Погода испортилась также резко, как и Маринино утреннее настроение, солнце мгновенно спряталось за сизыми тучами, что нависли над городом и за каких-то несколько минут стало так темно, как будто выключили лампочку в освещенной комнате, налетел ветер и растрепал ее распущенные волосы, которые незамедлительно стали лезть в глаза и рот.
А ведь утро так славно начиналось, даже еле слышимый шорох за стенкой, оповещающий, что Антон еще не ушел на работу, не снизили ее нестерпимое желание накрошить любимой окрошки. Легкую, без колбасы, но обязательно с квасом, такую, как делала ее мама и собственное Маринино приготовление этого блюда, как очередное прикосновение кончиком пальца к детству, когда ты беспечная и веселая прибегаешь с улицы домой, а там тебя ждет уют, тепло и улыбающаяся мама, которая проворно крошит зелень для вкусной окрошки.
В магазине она, помимо кваса, автоматически положила в корзину яйца, хлеб, копченую вырезку, зеленые яблоки. И сейчас, подходя к своему подъезду, ругала себя, за то, что, как всегда, вовремя не остановилась и набрала полные пакеты продуктов.

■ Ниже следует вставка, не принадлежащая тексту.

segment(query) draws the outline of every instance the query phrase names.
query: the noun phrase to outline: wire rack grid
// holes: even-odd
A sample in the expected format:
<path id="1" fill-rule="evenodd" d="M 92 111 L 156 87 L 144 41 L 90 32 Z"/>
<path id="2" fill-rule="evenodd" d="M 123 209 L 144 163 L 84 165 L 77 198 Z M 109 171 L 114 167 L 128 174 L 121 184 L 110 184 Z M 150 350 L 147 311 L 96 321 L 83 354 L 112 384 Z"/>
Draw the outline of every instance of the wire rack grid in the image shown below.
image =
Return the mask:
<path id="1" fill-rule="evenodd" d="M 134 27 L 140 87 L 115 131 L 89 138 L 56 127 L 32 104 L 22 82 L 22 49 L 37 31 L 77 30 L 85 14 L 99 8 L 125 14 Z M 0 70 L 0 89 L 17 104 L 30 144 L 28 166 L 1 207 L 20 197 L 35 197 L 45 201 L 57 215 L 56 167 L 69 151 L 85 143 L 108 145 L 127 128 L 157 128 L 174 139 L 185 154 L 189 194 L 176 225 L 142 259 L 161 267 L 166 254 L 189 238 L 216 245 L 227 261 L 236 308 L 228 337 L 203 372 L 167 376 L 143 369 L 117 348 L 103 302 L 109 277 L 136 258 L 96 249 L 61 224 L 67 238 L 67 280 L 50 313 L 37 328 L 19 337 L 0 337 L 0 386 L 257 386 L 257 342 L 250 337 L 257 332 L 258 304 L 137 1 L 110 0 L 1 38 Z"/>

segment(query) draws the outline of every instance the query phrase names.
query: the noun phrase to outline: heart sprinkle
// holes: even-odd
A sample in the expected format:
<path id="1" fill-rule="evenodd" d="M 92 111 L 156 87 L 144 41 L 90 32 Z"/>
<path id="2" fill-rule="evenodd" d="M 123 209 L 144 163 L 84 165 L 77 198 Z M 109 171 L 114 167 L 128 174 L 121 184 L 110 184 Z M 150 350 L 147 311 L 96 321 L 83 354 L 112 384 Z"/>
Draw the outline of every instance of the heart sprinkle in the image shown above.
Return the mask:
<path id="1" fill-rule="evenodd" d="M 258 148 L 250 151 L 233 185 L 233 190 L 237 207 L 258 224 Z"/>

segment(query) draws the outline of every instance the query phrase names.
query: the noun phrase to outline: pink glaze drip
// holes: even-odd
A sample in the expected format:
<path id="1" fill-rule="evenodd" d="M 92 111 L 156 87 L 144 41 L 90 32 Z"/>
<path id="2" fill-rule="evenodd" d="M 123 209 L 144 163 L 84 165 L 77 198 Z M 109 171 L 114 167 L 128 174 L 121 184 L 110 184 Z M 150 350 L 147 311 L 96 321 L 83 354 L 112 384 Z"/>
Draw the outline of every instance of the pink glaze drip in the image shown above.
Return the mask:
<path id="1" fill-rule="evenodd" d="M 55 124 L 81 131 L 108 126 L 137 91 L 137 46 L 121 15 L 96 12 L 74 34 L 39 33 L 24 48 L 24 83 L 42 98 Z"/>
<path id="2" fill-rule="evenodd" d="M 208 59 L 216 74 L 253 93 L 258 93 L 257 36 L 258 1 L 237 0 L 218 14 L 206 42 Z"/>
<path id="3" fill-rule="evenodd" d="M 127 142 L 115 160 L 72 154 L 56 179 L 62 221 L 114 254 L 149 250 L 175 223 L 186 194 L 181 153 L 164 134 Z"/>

На скамейке, куда она с облегчением поставила пакеты, чтобы передохнуть и достать ключ от квартиры, сидели две бабки, и Марина вежливо поздоровалась с ними. Старушки были довольно пожилого возраста, но весьма бойкие и разговорчивые, с подслеповатыми глазами, но на удивление, подмечавшие каждую мелочь. Одна, что сидела в толстой бежевой вязаной кофте, с гордостью сказала Марине:
− Сегодня по телевизору передавали дождь с грозой. А мы вот, все равно, вышли подышать свежим воздухом.
− А-то все дома и дома, − нараспев подхватила другая бабка, в цветастом платке и в толстых очках в роговой оправе. − Совсем света белого не видим.